I'm trying to analyze a large text log file (11 GB). All of the data are numerical values, and a snippit of the data are listed below.
-0.0623 0.0524 -0.0658 -0.0015 0.0136 -0.0063 0.0259 -0.003
-0.0028 0.0403 0.0009 -0.0016 -0.0013 -0.0308 0.0511 0.0187
0.0894 0.0368 0*0243 0.0279 0.0314 -0.0212 0.0582 -0.0403 //<====row 3, weird ASCII char * is present
-0.0548 0.0132 0.0299 0.0215 0.0236 0.0215 0.003 -0.0641
-0.0615 0.0421 0.0009 0.0457 0.0018 -0.0259 0.041 0.031
-0.0793 0.01 //<====row 6, the data is misaligned here
0.0278 0.0053 -0.0261 0.0016 0.0233 0.0719
0.0143 0.0163 -0.0101 -0.0114 -0.0338 -0.0415 0.0143 0.129
-0.0748 -0.0432 0.0044 0.0064 -0.0508 0.0042 0.0237 0.0295
0.040 -0.0232 -0.0299 -0.0066 -0.0539 -0.0485 -0.0106 0.0225
Every set of data consists of 2048 rows, and each row has 8 columns.
Here comes the problem: when the data is transformed from binary files to text files using the logging software, a lot of the data are distorted. Take the data above as an example, row 3 column 3 there is a " * " present in the data. And in row 6, one row of data is broken into two rows, one row has 2 data and the other row has 6 data.
I am currently struggling reading this large text files using MATLAB. Since the file itself is so large, I can only use textscan to read the data.
for example:
C = textscan(fd,'%f%f%f%f%f%f%f%f',1,'Delimiter','\t ');
However, I cannot use '%f' as format since there contains several weird ASCII characters such as " * " or " ! " in the data. These distorted data cannot be treated as floating point numbers. So I choose to use:
C = textscan(fd,'%s%s%s%s%s%s%s%s',1,'Delimiter','\t ');
and then I transfer those strings into doubles to be processed. However, this encounters the problem of broken lines. When it reaches row 6, it gives:
[-0.0793],[0.01],[],[],[],[],[],[];
[0.0278],[0.0053],[-0.0261],[0.0016],[0.0233],[0.0719],[0.0143],[0.0163];
while it is supposed to look like:
-0.0793 0.01 0.0278 0.0053 -0.0261 0.0016 0.0233 0.0719 ===> one set
0.0143 0.0163 -0.0101 -0.0114 -0.0338 -0.0415 0.0143 0.129 ===> another set
Then the data will be offset by one row and the columns are messed up.
Then I try to do:
C = textscan(fd,'%s',1,'Delimiter','\t ');
to read one element at one time.
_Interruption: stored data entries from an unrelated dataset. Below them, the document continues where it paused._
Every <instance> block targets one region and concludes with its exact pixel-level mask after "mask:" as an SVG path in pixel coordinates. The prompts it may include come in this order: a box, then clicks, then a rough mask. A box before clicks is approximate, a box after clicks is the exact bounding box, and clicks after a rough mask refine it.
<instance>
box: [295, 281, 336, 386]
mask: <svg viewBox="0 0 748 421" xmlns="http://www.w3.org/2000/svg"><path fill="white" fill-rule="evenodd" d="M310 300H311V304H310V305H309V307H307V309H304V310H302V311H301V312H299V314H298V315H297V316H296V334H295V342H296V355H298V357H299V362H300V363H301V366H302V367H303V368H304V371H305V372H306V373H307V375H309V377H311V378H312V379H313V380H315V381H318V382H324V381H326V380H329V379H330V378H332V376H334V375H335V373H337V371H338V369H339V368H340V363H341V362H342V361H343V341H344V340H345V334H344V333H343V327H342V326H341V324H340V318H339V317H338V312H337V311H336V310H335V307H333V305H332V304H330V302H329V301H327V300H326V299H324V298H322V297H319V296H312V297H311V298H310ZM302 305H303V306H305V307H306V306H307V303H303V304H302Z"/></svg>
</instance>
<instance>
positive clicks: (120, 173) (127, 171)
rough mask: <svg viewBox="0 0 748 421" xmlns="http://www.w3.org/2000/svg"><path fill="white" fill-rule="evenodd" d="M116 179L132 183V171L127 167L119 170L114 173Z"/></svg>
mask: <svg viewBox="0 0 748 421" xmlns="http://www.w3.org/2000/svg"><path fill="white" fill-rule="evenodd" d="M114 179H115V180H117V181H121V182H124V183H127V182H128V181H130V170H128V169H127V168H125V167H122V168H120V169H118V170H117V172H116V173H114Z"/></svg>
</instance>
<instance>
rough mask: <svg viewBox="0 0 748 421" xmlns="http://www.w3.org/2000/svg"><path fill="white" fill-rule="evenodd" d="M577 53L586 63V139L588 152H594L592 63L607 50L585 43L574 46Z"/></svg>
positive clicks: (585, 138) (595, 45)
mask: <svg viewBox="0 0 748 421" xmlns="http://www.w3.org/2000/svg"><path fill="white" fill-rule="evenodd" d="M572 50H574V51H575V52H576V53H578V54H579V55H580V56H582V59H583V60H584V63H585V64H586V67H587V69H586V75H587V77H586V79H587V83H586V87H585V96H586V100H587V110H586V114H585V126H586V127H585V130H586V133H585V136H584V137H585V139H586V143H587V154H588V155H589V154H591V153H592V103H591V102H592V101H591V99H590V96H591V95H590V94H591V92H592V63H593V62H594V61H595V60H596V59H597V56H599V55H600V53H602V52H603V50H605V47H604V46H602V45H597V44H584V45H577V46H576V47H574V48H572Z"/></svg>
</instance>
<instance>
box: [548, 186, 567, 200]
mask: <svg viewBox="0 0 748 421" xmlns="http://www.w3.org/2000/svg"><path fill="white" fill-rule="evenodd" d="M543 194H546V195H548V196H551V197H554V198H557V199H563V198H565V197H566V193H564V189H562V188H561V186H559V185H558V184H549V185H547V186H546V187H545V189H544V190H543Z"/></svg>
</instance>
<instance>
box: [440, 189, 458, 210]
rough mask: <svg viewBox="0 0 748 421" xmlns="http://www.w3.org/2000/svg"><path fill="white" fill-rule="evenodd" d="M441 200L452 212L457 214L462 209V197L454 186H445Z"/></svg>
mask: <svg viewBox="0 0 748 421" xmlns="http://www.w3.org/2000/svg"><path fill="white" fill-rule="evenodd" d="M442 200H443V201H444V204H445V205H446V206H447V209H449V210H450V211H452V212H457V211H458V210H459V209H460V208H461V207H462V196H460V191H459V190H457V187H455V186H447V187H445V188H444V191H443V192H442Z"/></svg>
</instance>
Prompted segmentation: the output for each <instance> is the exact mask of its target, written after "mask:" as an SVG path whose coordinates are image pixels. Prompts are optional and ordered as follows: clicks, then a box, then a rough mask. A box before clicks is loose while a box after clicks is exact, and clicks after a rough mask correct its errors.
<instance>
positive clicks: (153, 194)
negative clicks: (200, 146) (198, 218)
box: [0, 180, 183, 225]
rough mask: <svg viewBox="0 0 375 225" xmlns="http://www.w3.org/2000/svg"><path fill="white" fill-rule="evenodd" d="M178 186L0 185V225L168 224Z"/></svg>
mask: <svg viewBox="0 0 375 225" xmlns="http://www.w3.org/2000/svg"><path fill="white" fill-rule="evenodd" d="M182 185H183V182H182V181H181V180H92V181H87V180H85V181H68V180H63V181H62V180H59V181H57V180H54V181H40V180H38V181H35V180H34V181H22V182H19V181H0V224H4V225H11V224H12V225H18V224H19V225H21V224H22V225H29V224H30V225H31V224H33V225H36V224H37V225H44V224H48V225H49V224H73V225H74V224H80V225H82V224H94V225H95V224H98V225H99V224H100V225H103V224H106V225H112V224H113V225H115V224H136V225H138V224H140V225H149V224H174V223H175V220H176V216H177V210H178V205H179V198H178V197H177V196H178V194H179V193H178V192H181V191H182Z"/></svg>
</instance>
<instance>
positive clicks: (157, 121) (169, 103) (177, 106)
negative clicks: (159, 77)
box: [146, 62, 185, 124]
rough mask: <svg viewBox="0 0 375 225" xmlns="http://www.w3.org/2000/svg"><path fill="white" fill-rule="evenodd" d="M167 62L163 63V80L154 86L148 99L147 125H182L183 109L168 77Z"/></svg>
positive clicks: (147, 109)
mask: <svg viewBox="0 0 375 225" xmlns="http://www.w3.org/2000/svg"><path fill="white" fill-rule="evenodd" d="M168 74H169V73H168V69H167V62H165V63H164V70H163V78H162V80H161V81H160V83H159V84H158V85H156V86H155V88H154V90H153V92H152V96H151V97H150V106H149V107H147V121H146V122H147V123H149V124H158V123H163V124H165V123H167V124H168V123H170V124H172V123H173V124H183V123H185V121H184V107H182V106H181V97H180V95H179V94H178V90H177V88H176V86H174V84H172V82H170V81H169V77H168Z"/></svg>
If this element is NaN, it will textscan the next one until it sees something other than NaN. Once it obtains 2048 non-empty elements, it will store those 2048 data into a matrix to be processed. After being processed, this matrix is cleared.
This method works well for the first 20% of the whole file....BUT,
since the file itself is 11GB which is very large, after reading about 20% of the file, MATLAB shows:
Error using ==> textscan
Out of memory. Type HELP MEMORY for your options.
(some people suggest using %f while doing textscan, but it won't work because there are some ASCII chars which are causing problem)
Any suggestions to deal with this file?
EDIT: I have tried:
C = textscan(fd,'%s%s%s%s%s%s%s%s',2048,'Delimiter','\t ');
Although the result is incorrect due to the misalignment of data (like row 6), this code indeed does not cause the "Out of memory" problem. Out of memory problem only occurs when I try to use
C= textscan(fd,'%s',1,'Delimiter','\t ').
to read the data one entry by one entry. Anyone has any idea why this memory problem happens?